L’agente sollicite la suspension de cette décision de démission sur la base de divers moyens dont celui de la violation de l’article 73, §4 de l’arrêté royal du 28 mai 2003.  Elle estime, en effet, que le secrétaire du CPAS n’a pas respecté le prescrit de cette disposition, puisqu’il a refusé de mettre en place un trajet de réintégration, sans avoir suivi la phase de concertation préalable.

Le Conseil d’État va tout d’abord estimer que ces dispositions sont applicables aux agents statutaires.  Cette conclusion implicite du Conseil d’État ne doit pas étonner, compte tenu du champ d’application du code du bien-être qui vise toutes les relations de travail, en ce compris la relation statutaire.
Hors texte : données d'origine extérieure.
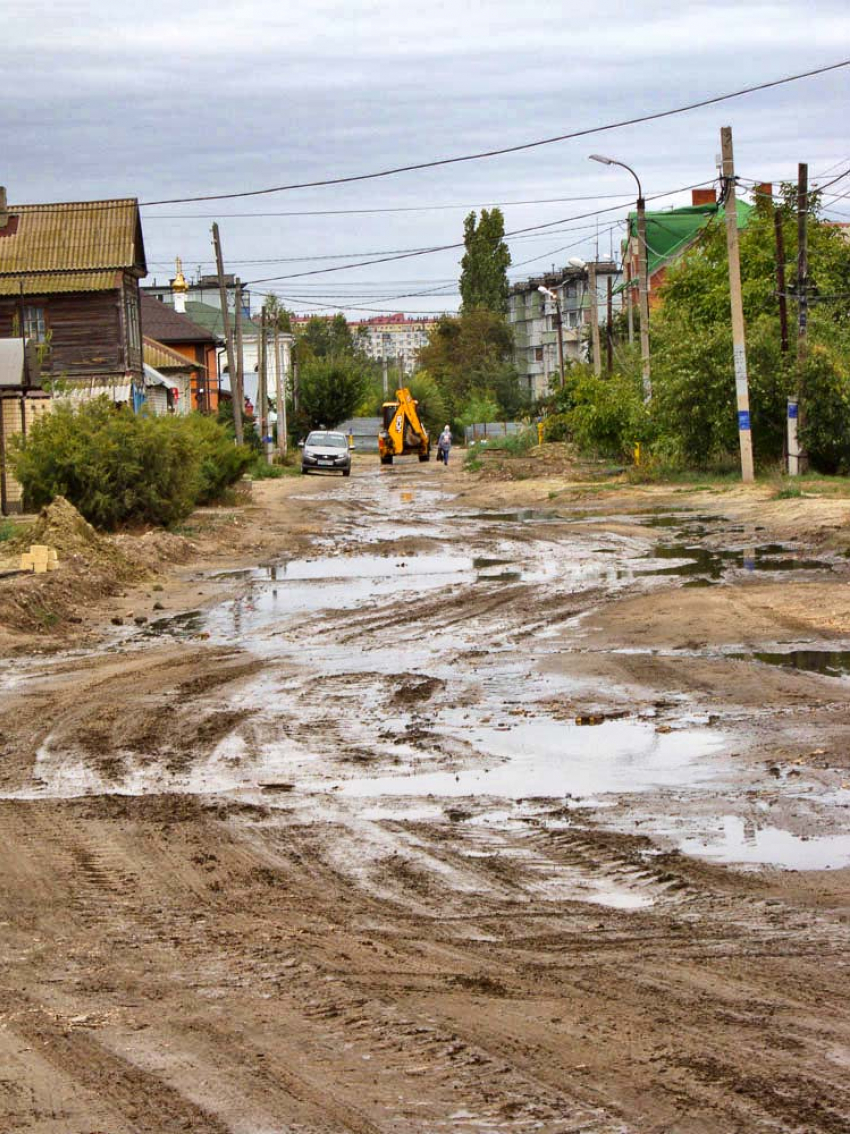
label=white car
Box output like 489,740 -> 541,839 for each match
301,430 -> 351,476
Le Conseil d’État se pose ensuite la question de sa compétence. Il relève qu’a priori, et sur la base de l’article 79, §1er de la loi du 4 août 1996, la contestation d’une décision portant sur le trajet de réintégration ou le refus d’instaurer celui-ci est de la compétence des juridictions du judiciaire. Le Conseil d’État en conclut donc que de prime abord, dans le cas d’espèce qui visait à vérifier la légalité d’une décision de démission, la remise en cause de la régularité de la procédure sur le trajet de réintégration n’a pas d’incidence. Le Conseil d’État, sur cette base, estime le moyen irrecevable.
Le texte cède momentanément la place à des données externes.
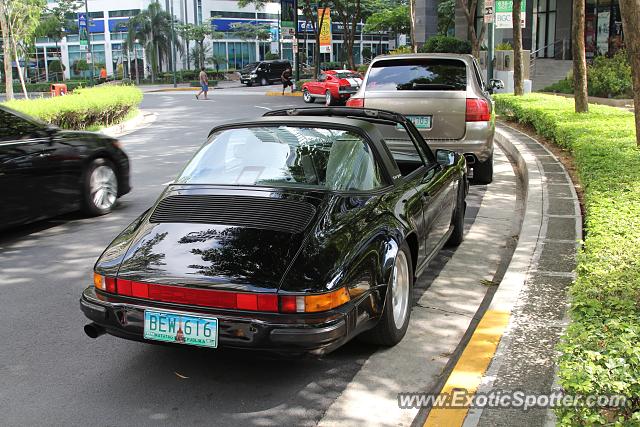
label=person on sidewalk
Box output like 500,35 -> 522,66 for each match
280,67 -> 293,96
196,67 -> 209,99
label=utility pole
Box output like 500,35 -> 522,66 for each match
291,0 -> 300,84
171,0 -> 178,87
484,0 -> 495,82
84,0 -> 93,86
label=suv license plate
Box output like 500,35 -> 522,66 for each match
144,310 -> 218,348
407,116 -> 431,129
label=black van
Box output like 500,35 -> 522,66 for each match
240,60 -> 291,86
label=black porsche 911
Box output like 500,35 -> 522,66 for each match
0,106 -> 131,230
80,108 -> 468,353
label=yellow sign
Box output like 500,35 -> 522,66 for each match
318,7 -> 331,53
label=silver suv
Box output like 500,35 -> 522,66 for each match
347,53 -> 503,184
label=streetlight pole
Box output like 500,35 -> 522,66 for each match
84,0 -> 93,86
171,0 -> 178,87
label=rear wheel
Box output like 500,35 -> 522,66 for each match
302,89 -> 313,104
82,159 -> 118,215
447,178 -> 467,247
473,154 -> 493,184
324,91 -> 333,107
362,242 -> 413,346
Il est intéressant de noter cependant que le Conseil d’État n’a pas fermé définitivement la porte à la recevabilité d’un tel moyen. Ce n’est que compte tenu du fait que la décision sur le trajet de réintégration était étrangère, et sans interaction avec la démission d’office, qu’il a estimé le moyen irrecevable.

Quant au dernier moyen, fondé sur une violation de la disposition du statut concernant la démission d’office pour une absence non justifiée, le Conseil estime que l’agent devait savoir que le fait que son employeur avait invoqué une absence de mise en place de trajet de réintégration ne l’exonérait pas de son obligation règlementaire de justifier son absence.  Le Conseil d’État constate donc une étanchéité entre les dispositions statutaires sur le contrôle et la justification de l’incapacité de travail et les dispositions prévues par l’arrêté royal du 28 mai 2003 en ce qui concerne le trajet de réintégration.

En conclusion, nous pouvons retenir que les dispositions relatives au trajet de réintégration sont applicables aux agents statutaires. Les contestations au sujet des décisions relatives à ce trajet de réintégration sont de la compétence des juridictions de l’ordre judiciaire.  Il n’est cependant pas exclu, à ce stade, que le Conseil d’État puisse être compétent.

Enfin, les constatations médicales émises dans le cadre du trajet de réintégration ne permettent nullement de légitimer une absence, l’agent statutaire devra fournir une attestation médicale ad hoc.